AIROLA – Divieto di avvicinamento a non meno di mille metri dalla persona offesa, divieto assoluto di comunicazione e dispositivo di controllo elettronico. È la misura cautelare eseguita nella giornata di ieri dai Carabinieri della Stazione di Airola nei confronti di un uomo gravemente indiziato del reato di atti persecutori ai danni del fratello della sua ex compagna.Il provvedimento, emesso dall’autorità giudiziaria, si inserisce in un contesto già caratterizzato da condotte persecutorie nei confronti della donna, per la quale era stata precedentemente disposta una analoga misura cautelare.A far scattare le nuove indagini è stata la denuncia presentata dalla persona offesa, che avrebbe documentato una progressiva escalation di comportamenti molesti, intimidatori e persecutori. Secondo quanto ricostruito dagli investigatori, l’indagato avrebbe agito nella convinzione che il fratello dell’ex compagna fosse responsabile della fine della relazione sentimentale.
Gli accertamenti dei Carabinieri avrebbero consentito di delineare un quadro di condotte reiterate e pervasive. Tra gli episodi contestati figurano presunte incursioni presso il luogo di lavoro della vittima, insistenti richieste di informazioni rivolte ai suoi superiori, molestie acustiche, ingiurie e il ripetuto abbandono, nei pressi dell’abitazione della persona offesa, di materiale riconducibile anche alla sorella.
Particolarmente grave uno degli episodi ricostruiti nel corso dell’attività investigativa: nei pressi dell’abitazione della vittima sarebbe stata rinvenuta e sequestrata una bottiglia contenente un liquido ritenuto verosimilmente infiammabile.

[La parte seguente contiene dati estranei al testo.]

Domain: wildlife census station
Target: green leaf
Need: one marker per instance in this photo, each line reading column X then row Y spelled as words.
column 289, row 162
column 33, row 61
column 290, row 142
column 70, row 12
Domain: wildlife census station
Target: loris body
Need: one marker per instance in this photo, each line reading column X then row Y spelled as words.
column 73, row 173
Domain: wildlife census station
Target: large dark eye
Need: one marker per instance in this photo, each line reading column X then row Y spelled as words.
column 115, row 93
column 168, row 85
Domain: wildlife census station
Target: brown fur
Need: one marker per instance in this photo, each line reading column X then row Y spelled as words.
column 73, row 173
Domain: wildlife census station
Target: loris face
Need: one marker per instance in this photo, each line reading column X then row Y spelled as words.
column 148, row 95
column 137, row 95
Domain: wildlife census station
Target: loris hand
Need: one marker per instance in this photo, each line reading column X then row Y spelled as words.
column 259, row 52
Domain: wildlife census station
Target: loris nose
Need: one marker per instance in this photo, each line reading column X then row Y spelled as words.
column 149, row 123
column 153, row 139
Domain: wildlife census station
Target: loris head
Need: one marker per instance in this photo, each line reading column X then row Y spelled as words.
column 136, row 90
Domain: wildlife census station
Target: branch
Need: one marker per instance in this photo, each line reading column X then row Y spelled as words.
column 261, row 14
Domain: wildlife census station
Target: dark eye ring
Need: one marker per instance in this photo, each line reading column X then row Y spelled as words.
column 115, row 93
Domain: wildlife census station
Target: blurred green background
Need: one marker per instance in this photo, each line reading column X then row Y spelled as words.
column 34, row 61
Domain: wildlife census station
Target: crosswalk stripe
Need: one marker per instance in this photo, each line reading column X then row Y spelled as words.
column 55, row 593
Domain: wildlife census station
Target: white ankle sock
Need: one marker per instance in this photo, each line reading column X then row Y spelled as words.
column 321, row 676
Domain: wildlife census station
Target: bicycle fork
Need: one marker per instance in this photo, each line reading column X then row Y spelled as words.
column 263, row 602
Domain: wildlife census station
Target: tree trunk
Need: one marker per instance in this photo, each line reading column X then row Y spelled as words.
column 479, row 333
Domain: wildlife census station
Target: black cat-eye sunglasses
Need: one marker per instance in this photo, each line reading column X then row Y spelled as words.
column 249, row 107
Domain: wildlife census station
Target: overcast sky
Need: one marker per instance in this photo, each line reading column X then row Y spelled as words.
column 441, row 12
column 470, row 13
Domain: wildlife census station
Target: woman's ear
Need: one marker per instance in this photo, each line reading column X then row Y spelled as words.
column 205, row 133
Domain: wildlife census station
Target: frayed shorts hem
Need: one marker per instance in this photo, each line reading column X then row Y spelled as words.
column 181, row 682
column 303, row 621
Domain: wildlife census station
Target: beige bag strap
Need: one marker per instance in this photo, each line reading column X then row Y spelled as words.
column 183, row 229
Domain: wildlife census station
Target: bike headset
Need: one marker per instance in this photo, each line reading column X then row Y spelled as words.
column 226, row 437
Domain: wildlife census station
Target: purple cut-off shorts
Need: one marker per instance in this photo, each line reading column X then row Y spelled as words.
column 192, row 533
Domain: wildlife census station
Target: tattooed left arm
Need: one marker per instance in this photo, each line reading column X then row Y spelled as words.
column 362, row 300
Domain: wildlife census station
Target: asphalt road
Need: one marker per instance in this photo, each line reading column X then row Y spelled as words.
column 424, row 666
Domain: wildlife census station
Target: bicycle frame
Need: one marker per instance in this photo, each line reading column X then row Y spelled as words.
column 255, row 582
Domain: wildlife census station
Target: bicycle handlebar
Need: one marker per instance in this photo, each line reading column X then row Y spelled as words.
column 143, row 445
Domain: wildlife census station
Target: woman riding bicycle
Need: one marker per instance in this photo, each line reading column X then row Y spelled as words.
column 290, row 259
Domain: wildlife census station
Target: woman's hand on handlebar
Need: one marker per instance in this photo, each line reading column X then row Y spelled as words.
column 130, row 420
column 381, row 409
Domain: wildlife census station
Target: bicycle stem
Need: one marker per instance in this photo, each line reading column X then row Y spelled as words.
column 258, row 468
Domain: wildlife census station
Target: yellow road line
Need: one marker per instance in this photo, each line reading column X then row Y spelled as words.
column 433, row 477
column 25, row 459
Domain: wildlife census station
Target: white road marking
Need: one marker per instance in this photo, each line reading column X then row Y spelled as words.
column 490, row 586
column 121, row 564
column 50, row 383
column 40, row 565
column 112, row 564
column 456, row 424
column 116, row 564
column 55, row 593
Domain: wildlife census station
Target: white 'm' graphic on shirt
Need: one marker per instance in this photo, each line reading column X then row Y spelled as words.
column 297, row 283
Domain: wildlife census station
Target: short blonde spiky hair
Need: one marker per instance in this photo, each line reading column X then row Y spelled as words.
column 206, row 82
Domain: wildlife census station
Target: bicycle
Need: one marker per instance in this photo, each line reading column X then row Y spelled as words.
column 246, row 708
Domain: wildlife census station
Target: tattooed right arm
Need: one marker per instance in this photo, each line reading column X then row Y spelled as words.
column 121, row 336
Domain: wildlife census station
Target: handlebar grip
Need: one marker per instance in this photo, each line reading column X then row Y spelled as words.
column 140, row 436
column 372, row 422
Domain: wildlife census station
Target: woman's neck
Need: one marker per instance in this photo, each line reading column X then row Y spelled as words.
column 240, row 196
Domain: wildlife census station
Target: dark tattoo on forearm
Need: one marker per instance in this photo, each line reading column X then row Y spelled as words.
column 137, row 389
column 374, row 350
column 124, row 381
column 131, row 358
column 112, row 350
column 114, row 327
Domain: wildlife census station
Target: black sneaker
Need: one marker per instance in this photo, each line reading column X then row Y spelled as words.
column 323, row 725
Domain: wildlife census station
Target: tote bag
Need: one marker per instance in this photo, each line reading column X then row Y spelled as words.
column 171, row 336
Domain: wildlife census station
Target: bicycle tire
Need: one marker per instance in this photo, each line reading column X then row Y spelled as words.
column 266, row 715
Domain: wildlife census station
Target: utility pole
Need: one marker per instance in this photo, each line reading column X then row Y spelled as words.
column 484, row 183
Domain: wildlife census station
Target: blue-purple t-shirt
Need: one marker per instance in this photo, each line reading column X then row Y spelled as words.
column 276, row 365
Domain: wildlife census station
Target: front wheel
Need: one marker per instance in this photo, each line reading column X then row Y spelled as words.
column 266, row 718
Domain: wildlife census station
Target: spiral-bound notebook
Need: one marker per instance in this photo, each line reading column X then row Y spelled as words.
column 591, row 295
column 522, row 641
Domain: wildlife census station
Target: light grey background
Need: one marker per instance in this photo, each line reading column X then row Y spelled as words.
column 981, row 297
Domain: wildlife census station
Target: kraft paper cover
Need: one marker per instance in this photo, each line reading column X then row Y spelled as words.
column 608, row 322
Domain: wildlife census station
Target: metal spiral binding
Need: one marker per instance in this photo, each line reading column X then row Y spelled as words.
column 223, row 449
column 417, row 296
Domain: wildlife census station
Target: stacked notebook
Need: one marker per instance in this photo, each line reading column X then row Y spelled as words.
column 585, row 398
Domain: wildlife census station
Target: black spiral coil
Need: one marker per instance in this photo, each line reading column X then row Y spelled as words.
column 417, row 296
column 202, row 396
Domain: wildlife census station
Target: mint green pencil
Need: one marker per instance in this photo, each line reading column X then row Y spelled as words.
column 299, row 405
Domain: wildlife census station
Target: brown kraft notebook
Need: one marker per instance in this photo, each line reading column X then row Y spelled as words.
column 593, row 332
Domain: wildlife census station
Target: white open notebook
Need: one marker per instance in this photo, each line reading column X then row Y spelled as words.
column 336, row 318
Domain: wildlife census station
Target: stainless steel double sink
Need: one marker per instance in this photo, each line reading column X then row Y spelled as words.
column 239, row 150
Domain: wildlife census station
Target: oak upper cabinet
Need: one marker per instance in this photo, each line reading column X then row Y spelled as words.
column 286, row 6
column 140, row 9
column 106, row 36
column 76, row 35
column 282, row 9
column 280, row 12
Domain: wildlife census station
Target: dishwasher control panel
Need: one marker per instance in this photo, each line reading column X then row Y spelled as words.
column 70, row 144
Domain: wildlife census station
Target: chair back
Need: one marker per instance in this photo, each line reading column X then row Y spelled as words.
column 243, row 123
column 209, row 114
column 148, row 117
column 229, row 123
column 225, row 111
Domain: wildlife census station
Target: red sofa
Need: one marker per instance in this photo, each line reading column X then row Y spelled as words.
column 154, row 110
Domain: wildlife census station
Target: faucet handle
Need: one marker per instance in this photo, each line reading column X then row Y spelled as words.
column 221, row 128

La reiterazione delle condotte avrebbe provocato nella persona offesa un perdurante stato di ansia e un concreto timore per la propria incolumità, fino a costringerla a modificare significativamente le proprie abitudini di vita.Il quadro investigativo è stato ulteriormente corroborato dalle verifiche svolte dalla polizia giudiziaria e dalle testimonianze raccolte, tra cui quelle della sorella della vittima e del datore di lavoro.Con l’esecuzione della misura, le autorità intendono impedire ulteriori contatti e scongiurare il rischio di nuove condotte persecutorie, garantendo alla persona offesa una più efficace tutela.Come previsto dalla legge, trattandosi di un provvedimento cautelare adottato nella fase delle indagini preliminari, l’indagato resta presunto innocente fino a eventuale sentenza definitiva. Restano inoltre fermi i mezzi di impugnazione previsti dall’ordinamento.